Paragraph 3(b): The existing TRIPS Article 31(b) already provides for waiving the standard compulsory licensing prior negotiation requirement for emergencies, matters of extreme urgency and public non-commercial use.
Paragraph 3(d): This is an odd and problematic clause that relates to an issue pharmaceutical firms continually raise that has not emerged in practice. There also are drafting issues such that WTO countries to which the underlying rule would not even apply are captured under this language.
Paragraph 3(e): WTO countries have always been free to determine what is adequate remuneration for a compulsory license, nothing here is new.
But this paragraph does impose some additional “TRIPS-plus” requirements related to listing all patents that is almost impossible to meet as described below.
6. Paragraph 3(c) is the only real improvement relative to the existing TRIPS text in that it removes burdens related to TRIPS Article 31(f) related to exports of products under compulsory licensing, but this gain is limited by the reality that the leaked text does not facilitate actually producing new medicines to export. Paragraph 3(c) would facilitate exports without having to go through the TRIPS Article 31(b)’s procedure.
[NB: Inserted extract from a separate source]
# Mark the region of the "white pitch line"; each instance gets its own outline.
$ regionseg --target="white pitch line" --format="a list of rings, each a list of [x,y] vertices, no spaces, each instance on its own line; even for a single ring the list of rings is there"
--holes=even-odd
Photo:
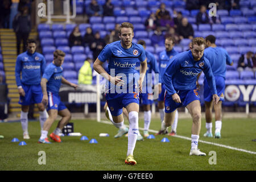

But footnote 4, described below, could undermine that potential upside given the new compliance burdens.
7. New procedural obstacles added in paragraph 3 relative to the status quo. Paragraph 3(a) requires listing of “all patents covered” and an “eligible Member may update the authorization to include other patents.” This requirement is TRIPS-plus, meaning it imposes new obligations not already included in the WTO rules. The use of Article 31 does not now require any listing of patents. Further, it is not possible to comply with this requirement: There is no transparency into the patent landscape, since patent applications are a secret for the first 18 months from the date of international patent filing with the Patent Cooperation Treaty. So, a manufacturer cannot benefit from the authorization until a Member State is aware of the patent application and has listed it? These additional conditions undermine the use of the WTO’s existing compulsory licensing rules under Article 31.
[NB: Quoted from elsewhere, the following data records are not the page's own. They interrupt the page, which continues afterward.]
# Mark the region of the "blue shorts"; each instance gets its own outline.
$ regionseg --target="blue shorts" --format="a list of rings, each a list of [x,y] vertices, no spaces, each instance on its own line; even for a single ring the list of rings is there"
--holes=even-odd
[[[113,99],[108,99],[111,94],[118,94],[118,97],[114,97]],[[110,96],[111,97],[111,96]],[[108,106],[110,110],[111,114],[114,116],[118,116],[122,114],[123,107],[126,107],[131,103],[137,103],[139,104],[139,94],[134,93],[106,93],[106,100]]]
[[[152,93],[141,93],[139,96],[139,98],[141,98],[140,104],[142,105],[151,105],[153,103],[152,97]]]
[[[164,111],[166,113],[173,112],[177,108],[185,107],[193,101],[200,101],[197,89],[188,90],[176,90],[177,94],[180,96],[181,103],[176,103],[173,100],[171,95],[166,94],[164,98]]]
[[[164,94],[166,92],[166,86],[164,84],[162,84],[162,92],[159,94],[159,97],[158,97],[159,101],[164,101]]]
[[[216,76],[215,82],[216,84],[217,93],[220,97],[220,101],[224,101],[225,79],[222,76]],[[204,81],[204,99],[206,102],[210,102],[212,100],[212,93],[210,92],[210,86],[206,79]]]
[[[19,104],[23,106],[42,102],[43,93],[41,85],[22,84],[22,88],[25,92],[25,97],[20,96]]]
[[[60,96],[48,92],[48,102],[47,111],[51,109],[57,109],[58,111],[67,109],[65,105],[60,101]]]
8. New procedural obstacles added in footnote 4 relative to status quo. Footnote 4 requires listing a lot of information that is not now required to use Article 31, which creates a bad precedent.
9. Paragraph 4 doesn’t remove critical IP barriers beyond patents that will stop timely production of vaccines. The clarification in paragraph 4 with respect to Article 39.3 is limited to “any authorization issued as per this Decision.” This principally clarifies what most experts agree to be true — that data protections under Article 39.3 do not foreclose regulatory decisions concerning follow-on products that rely upon or reference originator regulatory data or the fact of a prior regulatory decision. It does not provide access to the undisclosed data needed to make these complex vaccines for it does not waive the entirety of Art. 39. Also, it fails to recognize that protection of undisclosed information can be a barrier irrespective of patent status.
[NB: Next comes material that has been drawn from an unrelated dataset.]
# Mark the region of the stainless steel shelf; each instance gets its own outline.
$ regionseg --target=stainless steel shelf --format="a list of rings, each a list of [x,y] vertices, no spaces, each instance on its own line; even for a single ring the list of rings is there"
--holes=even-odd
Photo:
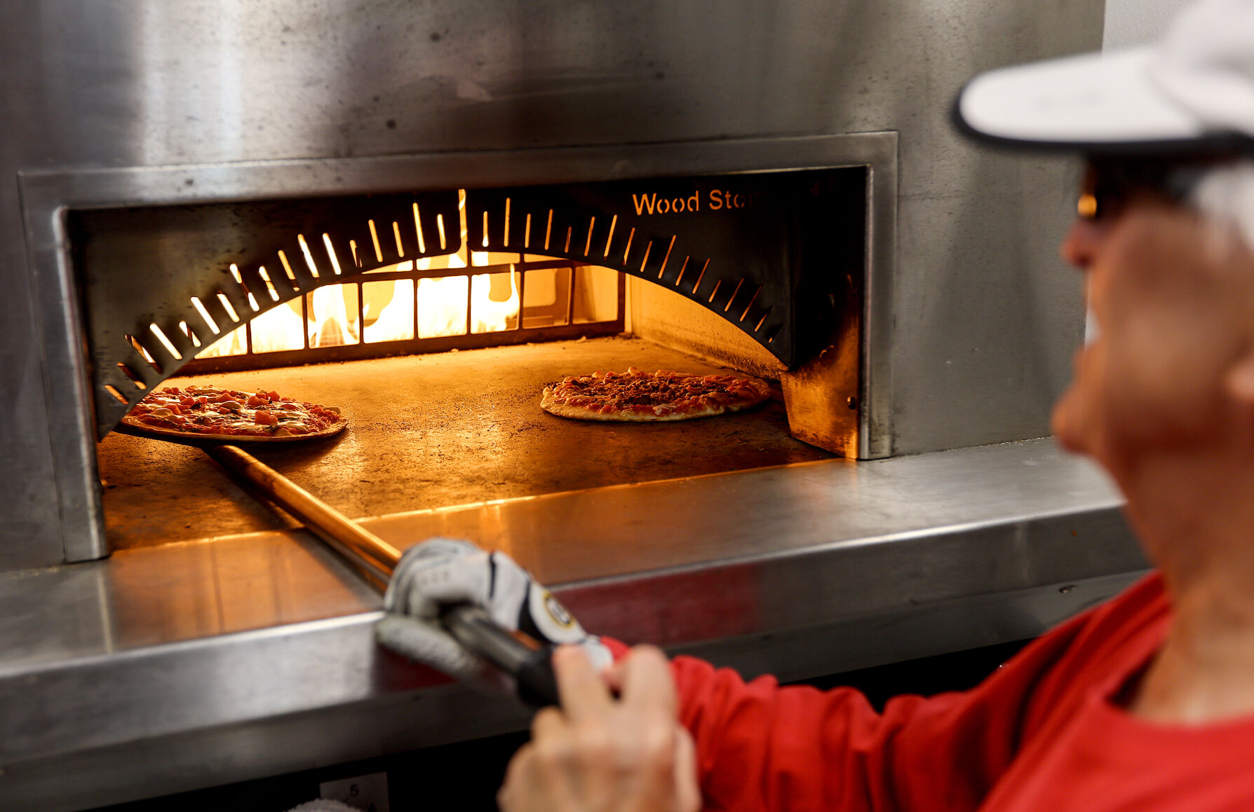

10. Limited to vaccines. Paragraph 8 says that in six months WTO Members will decide whether to extend these terms to therapeutics and diagnostics. First, there is no guarantee that the WTO will reach a decision in six months. (Consider that required WTO service sector negotiations from 2000 remain undone.) Yet any WTO outcome on COVID-19 should also apply to diagnostics and therapeutics, as these are essential to containing COVID-19 and its damage.